In the context of Advanced Precision Nutrition, I would like to highlight how crucial the specificity of nutraceutical indications is in clinical practice.
In particular, in the case of turmeric (root or dry extract) compared to BIOCURCUMIN (a nanoemulsified curcumin formulation) I would like to highlight the great difference and effectiveness based on the specific context.
Turmeric, both in its natural root form and as a full-spectrum dry extract, can be a valid alternative when aiming to obtain an indirect systemic effect, acting through the modulation of the microbiota and the related formation of anti-inflammatory substances, therefore as a prevention-oriented choice.
On the other hand, when the objective requires a more targeted and acute approach, biocurcumin, a molecular form much more bioavailable and a longer half-life thanks to its nanoemulsions, may be the most suitable choice. Especially when greater safety is desired with respect to possible drug-nutraceutical interactions on cytochromes P450.
In this article, we would like to focus on the effectiveness of various forms of turmeric or its active ingredient called curcumin, in diabetes mellitus.
Meta-analysis summary
Diabetes mellitus (DM) comprises a number of metabolic conditions that have reached epidemic proportions worldwide. The complexity of the disease, influenced by multiple factors, makes patient management, including the need for long-term drug therapy and lifestyle modifications, a considerable challenge.
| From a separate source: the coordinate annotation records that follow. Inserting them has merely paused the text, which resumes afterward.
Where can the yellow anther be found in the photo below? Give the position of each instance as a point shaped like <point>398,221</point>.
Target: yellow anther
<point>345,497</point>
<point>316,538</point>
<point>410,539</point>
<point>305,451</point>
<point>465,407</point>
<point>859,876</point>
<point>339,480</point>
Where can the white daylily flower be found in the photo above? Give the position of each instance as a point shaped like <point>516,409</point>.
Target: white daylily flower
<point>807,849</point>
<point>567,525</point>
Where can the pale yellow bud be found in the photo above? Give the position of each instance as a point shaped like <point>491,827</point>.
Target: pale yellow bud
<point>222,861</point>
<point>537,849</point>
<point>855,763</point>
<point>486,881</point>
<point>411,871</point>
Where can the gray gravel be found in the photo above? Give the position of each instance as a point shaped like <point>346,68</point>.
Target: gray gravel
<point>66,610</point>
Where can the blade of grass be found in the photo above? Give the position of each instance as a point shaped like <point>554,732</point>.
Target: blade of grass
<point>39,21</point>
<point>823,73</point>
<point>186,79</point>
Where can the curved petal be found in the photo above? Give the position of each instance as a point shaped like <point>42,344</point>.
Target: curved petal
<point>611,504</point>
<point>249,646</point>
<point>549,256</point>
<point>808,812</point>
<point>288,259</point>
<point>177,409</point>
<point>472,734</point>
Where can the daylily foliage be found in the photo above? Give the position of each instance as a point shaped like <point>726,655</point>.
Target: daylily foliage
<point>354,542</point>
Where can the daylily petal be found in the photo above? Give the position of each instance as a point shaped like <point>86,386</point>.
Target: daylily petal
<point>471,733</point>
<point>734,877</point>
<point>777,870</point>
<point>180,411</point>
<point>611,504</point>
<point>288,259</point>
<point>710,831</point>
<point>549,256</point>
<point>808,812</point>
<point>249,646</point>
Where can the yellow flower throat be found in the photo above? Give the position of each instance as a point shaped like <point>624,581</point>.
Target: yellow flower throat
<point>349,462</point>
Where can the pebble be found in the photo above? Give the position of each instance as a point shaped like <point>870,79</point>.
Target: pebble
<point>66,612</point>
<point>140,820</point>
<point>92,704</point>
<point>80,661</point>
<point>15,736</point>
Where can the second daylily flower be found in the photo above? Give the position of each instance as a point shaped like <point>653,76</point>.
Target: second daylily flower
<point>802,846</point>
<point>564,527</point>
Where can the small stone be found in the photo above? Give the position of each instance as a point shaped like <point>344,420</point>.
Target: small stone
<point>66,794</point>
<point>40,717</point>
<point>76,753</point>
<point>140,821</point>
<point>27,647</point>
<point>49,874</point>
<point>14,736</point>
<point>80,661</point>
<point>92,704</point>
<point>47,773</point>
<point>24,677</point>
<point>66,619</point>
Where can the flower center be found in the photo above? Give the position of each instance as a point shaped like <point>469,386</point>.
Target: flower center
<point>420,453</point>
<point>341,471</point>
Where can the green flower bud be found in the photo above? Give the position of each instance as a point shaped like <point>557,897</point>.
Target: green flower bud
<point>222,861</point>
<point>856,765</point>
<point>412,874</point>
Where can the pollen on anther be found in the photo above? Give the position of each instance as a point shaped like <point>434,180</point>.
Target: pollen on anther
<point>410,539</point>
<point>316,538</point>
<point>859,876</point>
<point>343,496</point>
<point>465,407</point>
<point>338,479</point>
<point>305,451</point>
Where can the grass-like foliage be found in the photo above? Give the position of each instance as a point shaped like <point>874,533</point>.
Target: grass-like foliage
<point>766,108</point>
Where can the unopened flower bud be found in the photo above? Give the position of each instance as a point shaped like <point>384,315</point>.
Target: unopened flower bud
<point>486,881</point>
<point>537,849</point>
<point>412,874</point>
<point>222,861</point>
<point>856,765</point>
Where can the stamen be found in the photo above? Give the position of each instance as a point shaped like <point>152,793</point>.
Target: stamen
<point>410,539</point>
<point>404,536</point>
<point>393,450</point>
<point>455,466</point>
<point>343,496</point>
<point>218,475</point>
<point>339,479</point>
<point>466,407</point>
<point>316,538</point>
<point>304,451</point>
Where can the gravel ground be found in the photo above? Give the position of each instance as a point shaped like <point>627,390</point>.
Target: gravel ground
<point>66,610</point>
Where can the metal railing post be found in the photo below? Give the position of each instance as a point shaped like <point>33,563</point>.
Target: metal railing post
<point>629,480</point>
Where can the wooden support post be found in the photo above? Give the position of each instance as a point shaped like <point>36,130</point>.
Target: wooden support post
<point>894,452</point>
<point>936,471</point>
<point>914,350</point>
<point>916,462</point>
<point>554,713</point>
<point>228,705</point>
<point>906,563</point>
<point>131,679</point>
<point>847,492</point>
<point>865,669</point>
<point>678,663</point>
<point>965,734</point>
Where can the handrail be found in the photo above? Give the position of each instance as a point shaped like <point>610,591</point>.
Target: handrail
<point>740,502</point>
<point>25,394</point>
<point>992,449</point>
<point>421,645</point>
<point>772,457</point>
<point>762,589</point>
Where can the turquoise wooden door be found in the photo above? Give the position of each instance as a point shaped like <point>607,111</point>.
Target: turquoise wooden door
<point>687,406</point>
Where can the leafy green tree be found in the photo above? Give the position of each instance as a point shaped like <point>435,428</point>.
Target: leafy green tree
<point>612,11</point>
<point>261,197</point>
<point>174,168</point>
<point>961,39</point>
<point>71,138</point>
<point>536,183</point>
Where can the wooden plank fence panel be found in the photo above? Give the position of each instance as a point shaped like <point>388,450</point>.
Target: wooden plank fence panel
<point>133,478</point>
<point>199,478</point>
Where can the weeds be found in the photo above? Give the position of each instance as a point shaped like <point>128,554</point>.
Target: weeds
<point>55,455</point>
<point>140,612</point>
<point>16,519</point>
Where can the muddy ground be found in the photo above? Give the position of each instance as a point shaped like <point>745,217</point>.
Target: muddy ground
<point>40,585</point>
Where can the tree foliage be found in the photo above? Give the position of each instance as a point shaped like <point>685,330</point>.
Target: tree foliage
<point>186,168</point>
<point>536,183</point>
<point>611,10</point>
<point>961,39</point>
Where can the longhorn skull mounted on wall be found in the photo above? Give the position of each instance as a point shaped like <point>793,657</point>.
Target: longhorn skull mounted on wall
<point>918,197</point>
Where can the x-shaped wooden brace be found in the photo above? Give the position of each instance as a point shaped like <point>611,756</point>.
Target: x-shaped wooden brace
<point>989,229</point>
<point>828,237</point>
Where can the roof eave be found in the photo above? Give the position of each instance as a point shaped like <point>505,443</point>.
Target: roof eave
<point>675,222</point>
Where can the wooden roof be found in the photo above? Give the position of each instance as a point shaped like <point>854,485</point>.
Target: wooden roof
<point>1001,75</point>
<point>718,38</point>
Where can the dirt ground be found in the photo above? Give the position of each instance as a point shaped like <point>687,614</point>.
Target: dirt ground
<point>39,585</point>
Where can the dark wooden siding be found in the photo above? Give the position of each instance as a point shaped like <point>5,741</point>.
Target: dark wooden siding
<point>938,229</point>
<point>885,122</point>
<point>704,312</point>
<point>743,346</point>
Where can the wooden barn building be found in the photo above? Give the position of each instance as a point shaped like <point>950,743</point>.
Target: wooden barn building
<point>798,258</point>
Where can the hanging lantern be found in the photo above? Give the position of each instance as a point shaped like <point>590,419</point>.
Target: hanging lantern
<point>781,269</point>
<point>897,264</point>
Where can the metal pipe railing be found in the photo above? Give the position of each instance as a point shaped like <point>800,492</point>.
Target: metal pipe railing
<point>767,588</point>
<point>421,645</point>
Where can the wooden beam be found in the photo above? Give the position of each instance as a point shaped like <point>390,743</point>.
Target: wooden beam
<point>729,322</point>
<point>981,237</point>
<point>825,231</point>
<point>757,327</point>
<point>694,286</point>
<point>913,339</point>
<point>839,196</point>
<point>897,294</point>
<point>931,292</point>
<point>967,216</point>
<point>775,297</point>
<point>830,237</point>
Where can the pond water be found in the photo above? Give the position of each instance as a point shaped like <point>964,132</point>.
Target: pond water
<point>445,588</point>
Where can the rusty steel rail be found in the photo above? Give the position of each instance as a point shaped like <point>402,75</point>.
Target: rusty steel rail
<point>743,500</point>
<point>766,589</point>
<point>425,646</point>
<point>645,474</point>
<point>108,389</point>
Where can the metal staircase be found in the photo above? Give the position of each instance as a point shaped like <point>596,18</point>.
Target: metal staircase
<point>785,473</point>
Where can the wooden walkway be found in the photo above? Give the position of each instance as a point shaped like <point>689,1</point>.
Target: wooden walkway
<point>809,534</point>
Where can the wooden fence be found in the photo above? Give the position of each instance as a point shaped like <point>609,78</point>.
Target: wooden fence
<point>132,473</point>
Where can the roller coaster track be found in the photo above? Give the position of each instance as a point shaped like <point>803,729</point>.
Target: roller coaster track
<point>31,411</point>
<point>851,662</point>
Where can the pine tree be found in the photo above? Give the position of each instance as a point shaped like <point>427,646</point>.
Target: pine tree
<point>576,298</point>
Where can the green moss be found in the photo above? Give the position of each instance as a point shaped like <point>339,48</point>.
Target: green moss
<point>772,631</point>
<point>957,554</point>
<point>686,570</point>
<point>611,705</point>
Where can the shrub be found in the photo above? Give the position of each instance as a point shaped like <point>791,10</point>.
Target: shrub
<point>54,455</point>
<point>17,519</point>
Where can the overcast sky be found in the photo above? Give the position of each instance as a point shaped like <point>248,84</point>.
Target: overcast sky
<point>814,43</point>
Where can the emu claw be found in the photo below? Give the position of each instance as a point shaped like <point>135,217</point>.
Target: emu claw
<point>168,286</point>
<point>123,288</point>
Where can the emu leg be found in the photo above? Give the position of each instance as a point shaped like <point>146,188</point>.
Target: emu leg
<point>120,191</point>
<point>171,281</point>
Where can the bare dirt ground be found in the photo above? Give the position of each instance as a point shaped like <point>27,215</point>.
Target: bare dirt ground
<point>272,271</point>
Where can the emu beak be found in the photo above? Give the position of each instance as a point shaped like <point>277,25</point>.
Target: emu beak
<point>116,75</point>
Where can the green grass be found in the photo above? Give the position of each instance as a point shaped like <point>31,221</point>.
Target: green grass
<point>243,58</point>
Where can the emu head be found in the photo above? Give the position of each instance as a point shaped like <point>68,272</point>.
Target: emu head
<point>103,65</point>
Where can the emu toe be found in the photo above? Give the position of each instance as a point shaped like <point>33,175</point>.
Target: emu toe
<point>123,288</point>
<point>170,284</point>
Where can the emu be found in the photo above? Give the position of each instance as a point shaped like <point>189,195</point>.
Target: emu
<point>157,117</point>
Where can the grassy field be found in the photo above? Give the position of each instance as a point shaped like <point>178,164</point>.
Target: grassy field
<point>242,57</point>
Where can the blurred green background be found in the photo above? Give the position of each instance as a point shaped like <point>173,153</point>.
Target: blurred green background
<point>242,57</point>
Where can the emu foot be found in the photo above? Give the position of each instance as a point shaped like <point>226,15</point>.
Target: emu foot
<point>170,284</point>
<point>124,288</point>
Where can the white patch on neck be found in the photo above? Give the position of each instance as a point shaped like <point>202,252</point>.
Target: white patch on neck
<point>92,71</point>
In recent times, there is growing evidence suggesting the effectiveness of using plant or herbal supplements for the prevention and control of DM.
Curcumin is a bioactive compound extracted from Curcuma longa and is known for its multiple physiological and pharmacological properties, including antioxidant, anti-inflammatory, anticancer, neuroprotective, and antidiabetic activities. Therefore, we will analyze a systematic review of the effects of Curcuma longa and curcumin on diabetes mellitus. The search was conducted using databases such as PUBMED and EMBASE, and finally, sixteen studies were selected that met the inclusion criteria.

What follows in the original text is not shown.